Depression: Hospitals are overflowing. The death toll is skyrocketing. Our lives as we know them have effectively stopped. We are clearly powerless against this evil force. We weep and give up any last shreds of illusion of control. We consume many carbs and Netflix episodes and post the F-bomb all over social media. We forget what day of the week it is, and our circadian sleep patterns. Showering and getting dressed are optional. Crying is frequent.
Acceptance: So here we are. We don’t know how long this will last, but it won’t be quick. We try to breathe, and pace ourselves. We can’t fight this thing directly, so we begin to focus on what we can do. One day at a time. Trying to be sanitary while preserving our sanity. All this change and isolation is lonely and scary and depressing but it’s what we need to do for now. Set ourselves up to function in this limited way as best we can and hope for the best.

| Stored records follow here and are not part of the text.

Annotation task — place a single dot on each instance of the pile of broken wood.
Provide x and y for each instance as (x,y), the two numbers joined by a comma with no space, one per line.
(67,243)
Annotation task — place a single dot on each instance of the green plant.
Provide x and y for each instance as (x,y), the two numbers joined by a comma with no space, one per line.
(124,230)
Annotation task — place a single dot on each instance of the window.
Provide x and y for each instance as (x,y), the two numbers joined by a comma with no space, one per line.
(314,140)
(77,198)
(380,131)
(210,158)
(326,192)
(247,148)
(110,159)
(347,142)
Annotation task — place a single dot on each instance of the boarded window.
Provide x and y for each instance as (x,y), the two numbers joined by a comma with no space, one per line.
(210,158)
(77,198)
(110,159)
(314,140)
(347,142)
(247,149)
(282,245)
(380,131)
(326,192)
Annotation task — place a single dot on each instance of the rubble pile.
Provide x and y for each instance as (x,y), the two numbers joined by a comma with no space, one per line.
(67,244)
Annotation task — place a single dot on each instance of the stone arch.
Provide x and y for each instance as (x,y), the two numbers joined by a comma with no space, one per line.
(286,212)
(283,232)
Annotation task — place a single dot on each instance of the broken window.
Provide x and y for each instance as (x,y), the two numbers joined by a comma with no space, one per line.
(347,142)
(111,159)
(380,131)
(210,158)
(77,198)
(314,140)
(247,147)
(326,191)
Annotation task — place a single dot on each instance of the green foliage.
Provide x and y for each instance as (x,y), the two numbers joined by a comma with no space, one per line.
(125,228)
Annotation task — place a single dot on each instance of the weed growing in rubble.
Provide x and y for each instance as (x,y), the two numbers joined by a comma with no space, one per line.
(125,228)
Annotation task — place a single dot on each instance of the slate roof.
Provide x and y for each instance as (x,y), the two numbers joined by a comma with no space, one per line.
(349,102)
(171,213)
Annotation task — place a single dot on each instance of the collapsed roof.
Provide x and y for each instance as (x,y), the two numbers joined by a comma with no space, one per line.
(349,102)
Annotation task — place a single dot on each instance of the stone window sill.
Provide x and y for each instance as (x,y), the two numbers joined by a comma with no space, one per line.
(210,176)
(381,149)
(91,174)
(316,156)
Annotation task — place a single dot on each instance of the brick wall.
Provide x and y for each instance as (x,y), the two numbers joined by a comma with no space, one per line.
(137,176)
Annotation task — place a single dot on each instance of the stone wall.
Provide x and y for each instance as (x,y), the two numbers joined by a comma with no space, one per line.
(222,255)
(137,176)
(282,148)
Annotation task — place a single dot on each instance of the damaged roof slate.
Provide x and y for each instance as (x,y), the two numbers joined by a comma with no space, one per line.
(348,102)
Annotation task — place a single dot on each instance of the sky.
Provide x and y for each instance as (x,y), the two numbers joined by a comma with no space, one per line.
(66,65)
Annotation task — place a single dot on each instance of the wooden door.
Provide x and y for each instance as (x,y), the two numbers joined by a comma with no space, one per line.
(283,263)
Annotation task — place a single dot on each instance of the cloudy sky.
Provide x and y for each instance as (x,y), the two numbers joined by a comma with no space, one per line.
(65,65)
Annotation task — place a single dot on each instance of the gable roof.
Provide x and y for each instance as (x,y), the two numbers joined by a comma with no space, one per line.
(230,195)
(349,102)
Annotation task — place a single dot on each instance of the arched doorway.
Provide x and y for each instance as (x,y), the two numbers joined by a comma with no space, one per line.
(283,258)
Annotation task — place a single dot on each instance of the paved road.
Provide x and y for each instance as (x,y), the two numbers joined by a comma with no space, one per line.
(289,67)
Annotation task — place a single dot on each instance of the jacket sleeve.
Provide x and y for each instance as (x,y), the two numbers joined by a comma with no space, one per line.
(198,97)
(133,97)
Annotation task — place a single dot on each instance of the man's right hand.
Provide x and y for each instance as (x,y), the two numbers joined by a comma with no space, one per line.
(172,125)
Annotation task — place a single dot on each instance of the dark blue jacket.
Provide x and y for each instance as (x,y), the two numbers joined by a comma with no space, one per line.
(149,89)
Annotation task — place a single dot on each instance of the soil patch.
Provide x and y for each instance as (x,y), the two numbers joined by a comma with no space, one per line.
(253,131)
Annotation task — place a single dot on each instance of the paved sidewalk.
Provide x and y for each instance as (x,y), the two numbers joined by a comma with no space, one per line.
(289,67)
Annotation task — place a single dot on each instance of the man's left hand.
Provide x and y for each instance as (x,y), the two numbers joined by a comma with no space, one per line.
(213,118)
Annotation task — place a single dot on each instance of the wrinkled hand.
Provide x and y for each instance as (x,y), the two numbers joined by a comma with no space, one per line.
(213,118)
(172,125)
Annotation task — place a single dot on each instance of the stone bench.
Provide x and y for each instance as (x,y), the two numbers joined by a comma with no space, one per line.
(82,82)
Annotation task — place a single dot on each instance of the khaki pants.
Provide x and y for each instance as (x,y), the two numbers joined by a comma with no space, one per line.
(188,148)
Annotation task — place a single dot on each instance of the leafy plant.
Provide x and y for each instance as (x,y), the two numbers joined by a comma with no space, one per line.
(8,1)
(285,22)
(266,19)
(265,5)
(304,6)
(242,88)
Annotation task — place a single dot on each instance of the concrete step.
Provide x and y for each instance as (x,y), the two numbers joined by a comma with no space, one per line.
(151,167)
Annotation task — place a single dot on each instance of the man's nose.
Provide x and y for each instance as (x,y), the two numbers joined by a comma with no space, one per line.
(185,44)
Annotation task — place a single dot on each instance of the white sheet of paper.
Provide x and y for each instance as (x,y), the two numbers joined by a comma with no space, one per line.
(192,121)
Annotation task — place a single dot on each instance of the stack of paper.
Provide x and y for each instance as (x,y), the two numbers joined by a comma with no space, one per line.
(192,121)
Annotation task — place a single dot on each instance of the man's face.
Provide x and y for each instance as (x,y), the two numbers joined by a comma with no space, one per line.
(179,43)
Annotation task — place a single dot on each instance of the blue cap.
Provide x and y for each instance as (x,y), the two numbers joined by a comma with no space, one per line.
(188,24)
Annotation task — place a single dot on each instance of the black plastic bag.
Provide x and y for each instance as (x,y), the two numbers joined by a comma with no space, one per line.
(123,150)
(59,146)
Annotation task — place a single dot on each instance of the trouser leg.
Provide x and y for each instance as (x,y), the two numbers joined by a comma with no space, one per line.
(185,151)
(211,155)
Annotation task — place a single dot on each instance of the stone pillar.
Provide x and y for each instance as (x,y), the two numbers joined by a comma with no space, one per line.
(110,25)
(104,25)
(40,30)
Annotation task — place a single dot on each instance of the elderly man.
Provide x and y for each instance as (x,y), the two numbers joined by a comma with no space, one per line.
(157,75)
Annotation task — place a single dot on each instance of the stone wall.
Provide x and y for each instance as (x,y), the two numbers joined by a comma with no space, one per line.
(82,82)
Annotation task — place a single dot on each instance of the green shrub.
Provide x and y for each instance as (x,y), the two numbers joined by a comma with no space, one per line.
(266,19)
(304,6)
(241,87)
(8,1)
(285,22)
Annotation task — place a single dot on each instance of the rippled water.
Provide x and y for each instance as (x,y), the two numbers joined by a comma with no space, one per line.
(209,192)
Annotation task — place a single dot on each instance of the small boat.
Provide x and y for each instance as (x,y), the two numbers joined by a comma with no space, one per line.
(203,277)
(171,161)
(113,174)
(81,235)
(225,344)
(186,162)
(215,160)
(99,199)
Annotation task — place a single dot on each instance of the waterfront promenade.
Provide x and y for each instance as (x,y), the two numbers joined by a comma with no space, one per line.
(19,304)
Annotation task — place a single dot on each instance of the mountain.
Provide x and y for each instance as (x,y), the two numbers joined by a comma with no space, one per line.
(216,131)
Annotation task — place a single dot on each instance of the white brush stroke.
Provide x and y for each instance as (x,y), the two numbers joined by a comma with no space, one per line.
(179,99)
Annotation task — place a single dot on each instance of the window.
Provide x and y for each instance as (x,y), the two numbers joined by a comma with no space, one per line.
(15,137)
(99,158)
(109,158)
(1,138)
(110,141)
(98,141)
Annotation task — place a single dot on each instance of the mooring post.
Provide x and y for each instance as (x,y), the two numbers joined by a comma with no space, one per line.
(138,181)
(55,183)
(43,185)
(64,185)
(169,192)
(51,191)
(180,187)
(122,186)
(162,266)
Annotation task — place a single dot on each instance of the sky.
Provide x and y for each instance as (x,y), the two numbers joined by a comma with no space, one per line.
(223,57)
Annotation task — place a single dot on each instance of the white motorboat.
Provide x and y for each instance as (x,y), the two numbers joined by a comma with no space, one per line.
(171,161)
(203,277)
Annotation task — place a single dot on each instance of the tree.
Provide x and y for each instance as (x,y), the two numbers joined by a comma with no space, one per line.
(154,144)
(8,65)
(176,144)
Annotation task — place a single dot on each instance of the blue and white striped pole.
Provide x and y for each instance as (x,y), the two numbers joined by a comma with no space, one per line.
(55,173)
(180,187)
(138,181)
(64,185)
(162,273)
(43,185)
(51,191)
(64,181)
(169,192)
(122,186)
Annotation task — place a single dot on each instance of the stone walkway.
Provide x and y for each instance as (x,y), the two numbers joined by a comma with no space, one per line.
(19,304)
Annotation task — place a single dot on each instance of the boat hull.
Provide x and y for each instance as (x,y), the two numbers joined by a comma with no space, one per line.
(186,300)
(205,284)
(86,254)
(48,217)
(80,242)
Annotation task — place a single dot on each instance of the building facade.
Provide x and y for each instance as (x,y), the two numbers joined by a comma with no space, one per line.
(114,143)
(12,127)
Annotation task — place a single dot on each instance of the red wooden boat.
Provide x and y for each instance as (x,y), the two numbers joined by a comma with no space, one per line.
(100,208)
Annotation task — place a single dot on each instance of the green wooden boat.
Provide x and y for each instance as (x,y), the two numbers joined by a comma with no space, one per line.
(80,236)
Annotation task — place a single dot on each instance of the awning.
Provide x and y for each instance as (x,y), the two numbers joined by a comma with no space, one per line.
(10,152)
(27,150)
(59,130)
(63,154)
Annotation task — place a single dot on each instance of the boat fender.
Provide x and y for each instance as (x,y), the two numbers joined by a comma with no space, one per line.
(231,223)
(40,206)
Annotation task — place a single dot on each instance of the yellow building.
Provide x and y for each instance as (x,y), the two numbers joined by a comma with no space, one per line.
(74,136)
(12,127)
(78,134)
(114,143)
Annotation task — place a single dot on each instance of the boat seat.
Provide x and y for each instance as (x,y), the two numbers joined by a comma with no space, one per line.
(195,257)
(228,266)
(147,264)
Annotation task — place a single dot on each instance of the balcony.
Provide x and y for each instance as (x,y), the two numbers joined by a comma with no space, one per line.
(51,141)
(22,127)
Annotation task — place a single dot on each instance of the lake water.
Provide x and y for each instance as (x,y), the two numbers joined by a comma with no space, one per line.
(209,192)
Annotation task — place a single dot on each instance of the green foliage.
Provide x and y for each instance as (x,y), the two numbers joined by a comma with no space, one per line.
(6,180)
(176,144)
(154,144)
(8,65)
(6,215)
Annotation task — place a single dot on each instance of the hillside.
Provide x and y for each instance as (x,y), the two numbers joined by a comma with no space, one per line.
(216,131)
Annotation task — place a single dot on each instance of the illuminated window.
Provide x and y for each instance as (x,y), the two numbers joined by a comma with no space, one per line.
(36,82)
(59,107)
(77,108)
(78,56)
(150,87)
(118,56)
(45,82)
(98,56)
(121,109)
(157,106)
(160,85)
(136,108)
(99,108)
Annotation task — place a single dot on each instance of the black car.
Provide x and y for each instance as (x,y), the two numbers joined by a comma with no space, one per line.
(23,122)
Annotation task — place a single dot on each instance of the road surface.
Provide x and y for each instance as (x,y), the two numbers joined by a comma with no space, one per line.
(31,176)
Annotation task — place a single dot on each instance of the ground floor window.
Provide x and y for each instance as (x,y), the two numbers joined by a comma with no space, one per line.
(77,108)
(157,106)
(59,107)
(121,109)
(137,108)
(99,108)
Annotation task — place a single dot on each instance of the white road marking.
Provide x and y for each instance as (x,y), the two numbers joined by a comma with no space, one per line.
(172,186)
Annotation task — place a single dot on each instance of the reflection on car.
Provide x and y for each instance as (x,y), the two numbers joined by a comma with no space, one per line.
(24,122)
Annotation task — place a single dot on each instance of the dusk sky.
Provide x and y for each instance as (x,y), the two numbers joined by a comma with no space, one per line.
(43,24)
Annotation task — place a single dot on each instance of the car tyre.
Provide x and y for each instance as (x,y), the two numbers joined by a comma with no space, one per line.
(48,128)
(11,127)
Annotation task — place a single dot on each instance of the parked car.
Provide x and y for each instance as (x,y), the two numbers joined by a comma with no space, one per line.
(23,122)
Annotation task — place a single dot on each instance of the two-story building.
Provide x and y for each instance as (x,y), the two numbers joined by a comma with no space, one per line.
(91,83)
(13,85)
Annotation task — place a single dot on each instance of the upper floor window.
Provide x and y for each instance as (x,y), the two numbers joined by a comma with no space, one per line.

Meaning: Why is this happening to us? We don’t really know. But sometimes, some of us can use it as a catalyst for personal growth. Some days are harder than others. Some moments and circumstances are about survival and grace, for being patient with ourselves and our loved ones. But others- those other special moments, when we have the wherewithal to ask: How can I be of service? How can I use this nightmare as a springboard to hone the best version of myself? How can I help those less fortunate? How can I be creative, resourceful, and contributive in the face of this colossal challenge? Those moments are where the magic happens. When we clap for the medical heroes and raise money for the ill and bereft. When we collaborate to honor the fallen and support the sick. When we find the resilience to count our own blessings and share them with others. That is the stuff that keeps us going, creating light within the darkness.